Other data the Corpora.ai system will analyze include clinical literature, biomarkers, and treatment pathways to help develop earlier diagnosis models and optimize clinical trial design. Corpora.ai is owned by serial technology entrepreneur and investor Mel Morris, who also founded the MSTART Medical and Sporting Technology Research Trust.
Working with different registries
MSTART has donated some £250,000 of the total £2 million necessary to set up the AML Registry. The funding will also go towards meeting the cost of ACT running the data collection centers and the creation of a new three-year data science scholarship in the School of Data Science at the University of Warwick Medical School.
The aim here is to train a PhD student to work in database design and machine learning so they can explore how AI might best be used in a Registry context. This includes developing models to interrogate data sets in new ways. Craddock adds:
The opportunity is to work with data from a range of registries, including ours. For example, at Warwick, there’s a very important registry that looks at patients who die out of hospital, that is, sudden death out of hospital.
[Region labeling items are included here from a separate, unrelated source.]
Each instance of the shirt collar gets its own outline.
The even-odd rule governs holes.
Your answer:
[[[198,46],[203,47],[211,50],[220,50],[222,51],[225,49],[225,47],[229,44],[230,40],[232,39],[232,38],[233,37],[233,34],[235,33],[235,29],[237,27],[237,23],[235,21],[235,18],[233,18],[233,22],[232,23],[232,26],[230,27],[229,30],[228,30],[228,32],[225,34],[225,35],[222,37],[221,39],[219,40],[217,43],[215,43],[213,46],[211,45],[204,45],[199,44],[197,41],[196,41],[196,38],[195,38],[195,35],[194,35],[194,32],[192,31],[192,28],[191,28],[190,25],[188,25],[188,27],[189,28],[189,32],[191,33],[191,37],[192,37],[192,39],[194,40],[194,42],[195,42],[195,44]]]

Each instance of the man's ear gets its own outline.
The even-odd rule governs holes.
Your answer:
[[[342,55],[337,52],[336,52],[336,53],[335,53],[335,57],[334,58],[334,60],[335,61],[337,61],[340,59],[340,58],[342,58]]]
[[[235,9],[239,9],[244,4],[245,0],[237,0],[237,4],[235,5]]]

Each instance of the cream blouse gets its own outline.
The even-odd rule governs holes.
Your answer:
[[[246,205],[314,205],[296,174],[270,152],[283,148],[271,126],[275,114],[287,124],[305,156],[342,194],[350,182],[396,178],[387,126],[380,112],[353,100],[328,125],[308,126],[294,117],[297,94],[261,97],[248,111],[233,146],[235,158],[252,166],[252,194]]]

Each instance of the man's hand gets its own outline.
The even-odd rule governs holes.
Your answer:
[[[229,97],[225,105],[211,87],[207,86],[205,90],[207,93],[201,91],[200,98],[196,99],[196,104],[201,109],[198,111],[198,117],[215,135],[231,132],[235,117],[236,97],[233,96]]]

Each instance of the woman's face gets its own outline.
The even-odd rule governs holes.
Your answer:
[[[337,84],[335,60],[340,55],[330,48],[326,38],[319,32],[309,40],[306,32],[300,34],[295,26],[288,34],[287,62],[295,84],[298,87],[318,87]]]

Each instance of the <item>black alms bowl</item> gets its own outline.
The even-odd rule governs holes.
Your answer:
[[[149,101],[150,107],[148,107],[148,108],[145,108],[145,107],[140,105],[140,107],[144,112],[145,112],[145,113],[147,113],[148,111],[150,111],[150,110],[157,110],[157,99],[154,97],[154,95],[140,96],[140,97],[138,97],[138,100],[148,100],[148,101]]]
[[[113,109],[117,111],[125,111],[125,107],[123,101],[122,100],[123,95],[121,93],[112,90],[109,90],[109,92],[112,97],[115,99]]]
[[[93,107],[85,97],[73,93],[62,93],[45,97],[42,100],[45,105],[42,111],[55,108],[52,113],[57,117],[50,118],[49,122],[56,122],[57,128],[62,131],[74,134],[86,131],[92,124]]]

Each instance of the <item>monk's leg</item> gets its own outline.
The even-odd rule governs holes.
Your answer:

So, in these different disease settings, it’s about can we think about how to use AI to maximally generate patient-informing, treatment-informing data?
The AML Registry will also be linked with the Research Registry of Genomics England, a government-owned company that analyzes sequenced genomes for the NHS. This relationship will enable it to work with the complete set of human DNA data.
But Registries can also provide other benefits beyond simply data analysis. According to Craddock, there is a lot of evidence to demonstrate that:
By putting patient data into a registry, you actually lift up the quality of care. This is because people start doing things in a consistent manner and you embed within your data set some guidelines about how you treat particular complications, or particular sorts of leukemia. So, it’s increasingly being recognized as a way of improving patient outcomes.
Making the Registry sustainable
The next step in making the Registry sustainable into the future will be to enable third parties, such as pharmaceutical or cell therapy companies, to pay for access to AML Registry patient data. Craddock explains:
The anonymized data we collect really gives quite valuable insights in how patients with particular sorts of AML behave. Do they respond to therapy? How equally are they getting treatment? This is increasingly important for drug companies when they put in a submission to Health Authorities to get licensing. So, we’re planning to ethically monetize these data sets because we’re generating data that gives insights into how they can best develop drugs. But also because the drug companies need those data sets if they’re going to get their drug approved.
One possible income route might be for pharma companies to offer grants in exchange for access. A second could be for the Registry to use its research to apply for grants from major institutions. A third would be to charge a “reasonable” fee to unrelated donor stem cell registries keen to understand if they are reaching underserved communities.